My wife and I have been witnessing and sharing the Gospel with a neighbour of ours for the last few years. She has even come to a church service with us on one occasion. During the time we’ve got to know her, she has increasingly opened up about her personal life and all the struggles that come with it. She has even shared with us painful experiences from her past. However, what has saddened us most as we’ve listened to her is that during her life she has been exposed to a lot of religion. In fact, she is quite well versed in the language we as Christians are familiar with. Her story is fairly common amongst many people in the UK: they went to Sunday school; attended Christmas and Easter services; and, occasionally went to the odd funeral, christening, baptism or something along those lines. After this, the big ‘goodbye’ and they never step foot inside a church service again.
During her life, she has had a lot of religious people (most of these were leaders in churches) give her so-called religious advice about various circumstances pertaining to her life. Seldom did anyone open the Bible and explain to her the meaning and significance of what it has to say. Sadly, our friend is now suspicious of anyone who talks to her about faith and whenever we do go into any meaningful spiritual discussion, it evokes a lot of painful memories. In particular, she recalls with a great amount of detail the fear and dread of attending Roman Catholic services as a little girl after the things she experienced. She explained how she was forced to obey empty rules, rituals and traditions which were never explained to her.
This morning, she brought an Easter gift for our little baby daughter. We invited her in as usual and made her a cup of tea. I then asked her if she would like to join me for some Bible study. She gladly accepted my offer. So, over tea, we opened up the Bible on our dining table and simply read from the Gospel according to John chapter 4 (the story of Jesus’ interaction with the Samaritan woman) and the Gospel according to Luke chapter 15 (the story of the prodigal son).

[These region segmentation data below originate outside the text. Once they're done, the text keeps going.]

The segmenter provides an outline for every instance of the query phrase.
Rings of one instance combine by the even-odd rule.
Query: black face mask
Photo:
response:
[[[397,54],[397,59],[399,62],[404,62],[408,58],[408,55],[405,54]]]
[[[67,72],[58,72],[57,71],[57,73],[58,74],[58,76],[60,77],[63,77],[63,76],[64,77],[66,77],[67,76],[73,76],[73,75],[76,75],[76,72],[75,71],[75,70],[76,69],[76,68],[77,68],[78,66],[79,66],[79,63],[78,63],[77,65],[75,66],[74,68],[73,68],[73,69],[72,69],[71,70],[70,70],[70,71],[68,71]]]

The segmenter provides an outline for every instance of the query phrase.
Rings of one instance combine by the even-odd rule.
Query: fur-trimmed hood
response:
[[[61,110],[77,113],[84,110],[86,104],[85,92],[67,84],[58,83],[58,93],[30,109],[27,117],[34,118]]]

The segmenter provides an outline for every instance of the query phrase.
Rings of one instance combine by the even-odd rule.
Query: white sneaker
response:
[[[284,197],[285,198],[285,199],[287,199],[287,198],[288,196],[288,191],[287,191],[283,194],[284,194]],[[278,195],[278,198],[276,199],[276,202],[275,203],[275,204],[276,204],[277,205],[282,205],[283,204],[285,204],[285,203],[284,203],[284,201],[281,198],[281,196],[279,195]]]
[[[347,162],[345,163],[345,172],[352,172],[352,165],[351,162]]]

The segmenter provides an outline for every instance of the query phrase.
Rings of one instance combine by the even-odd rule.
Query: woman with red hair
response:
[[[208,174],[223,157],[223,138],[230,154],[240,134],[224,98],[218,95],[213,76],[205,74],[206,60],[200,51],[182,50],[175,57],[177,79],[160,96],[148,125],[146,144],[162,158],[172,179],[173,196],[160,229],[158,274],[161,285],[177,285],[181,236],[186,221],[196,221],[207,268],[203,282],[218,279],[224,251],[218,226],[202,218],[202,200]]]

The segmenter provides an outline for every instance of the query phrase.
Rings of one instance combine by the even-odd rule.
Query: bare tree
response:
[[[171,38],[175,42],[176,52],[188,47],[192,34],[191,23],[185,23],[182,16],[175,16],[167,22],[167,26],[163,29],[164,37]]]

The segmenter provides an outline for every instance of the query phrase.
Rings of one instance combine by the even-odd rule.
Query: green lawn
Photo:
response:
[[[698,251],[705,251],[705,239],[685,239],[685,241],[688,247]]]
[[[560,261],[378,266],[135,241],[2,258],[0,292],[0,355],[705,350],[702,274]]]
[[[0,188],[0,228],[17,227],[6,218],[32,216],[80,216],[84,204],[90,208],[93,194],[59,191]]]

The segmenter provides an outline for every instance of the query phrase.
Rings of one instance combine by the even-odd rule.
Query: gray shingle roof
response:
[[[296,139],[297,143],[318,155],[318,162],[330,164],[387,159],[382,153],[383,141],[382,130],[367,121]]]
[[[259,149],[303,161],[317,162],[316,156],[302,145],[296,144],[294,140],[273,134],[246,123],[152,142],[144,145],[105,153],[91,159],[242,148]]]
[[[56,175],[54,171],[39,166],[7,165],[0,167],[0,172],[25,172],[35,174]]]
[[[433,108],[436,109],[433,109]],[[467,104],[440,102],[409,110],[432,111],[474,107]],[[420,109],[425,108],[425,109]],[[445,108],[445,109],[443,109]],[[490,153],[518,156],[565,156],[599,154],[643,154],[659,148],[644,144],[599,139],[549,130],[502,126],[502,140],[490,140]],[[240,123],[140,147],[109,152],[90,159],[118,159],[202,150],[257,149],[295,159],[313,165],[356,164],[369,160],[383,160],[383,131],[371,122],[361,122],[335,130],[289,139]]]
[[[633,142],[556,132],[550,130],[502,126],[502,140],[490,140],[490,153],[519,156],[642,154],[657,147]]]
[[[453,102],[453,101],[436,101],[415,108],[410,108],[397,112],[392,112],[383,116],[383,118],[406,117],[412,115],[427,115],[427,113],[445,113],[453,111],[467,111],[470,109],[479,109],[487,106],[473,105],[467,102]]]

As we slowly and carefully read the passages, I explained to her the simple meaning in their context. We spoke about the various themes of sin, forgiveness and grace. We spoke about the character of God and the person of Jesus Christ. I sensed on her facial expression that it speaking to her and she was understanding it. She said, “I feel different because no one has explained it to me like this before.”
After she left, I couldn’t help but think to myself of the damaging consequences of dead religion. I wonder how many people are out there like our friend? Whilst I believe that God’s grace eventually has its effect on His elect, how damning will it be for the blind religious leaders of our nation who are not only teaching a false Gospel but peddling a distorted version of Christianity. I rest in the assurance that God will have his way.
If you are reading this and you have been given a responsibility for leading or teaching people, you would do well to carefully read Jesus’ words found in Matthew 23.
Please pray for our friend’s salvation. Please also pray for us that we would be found faithful in our Master’s hands.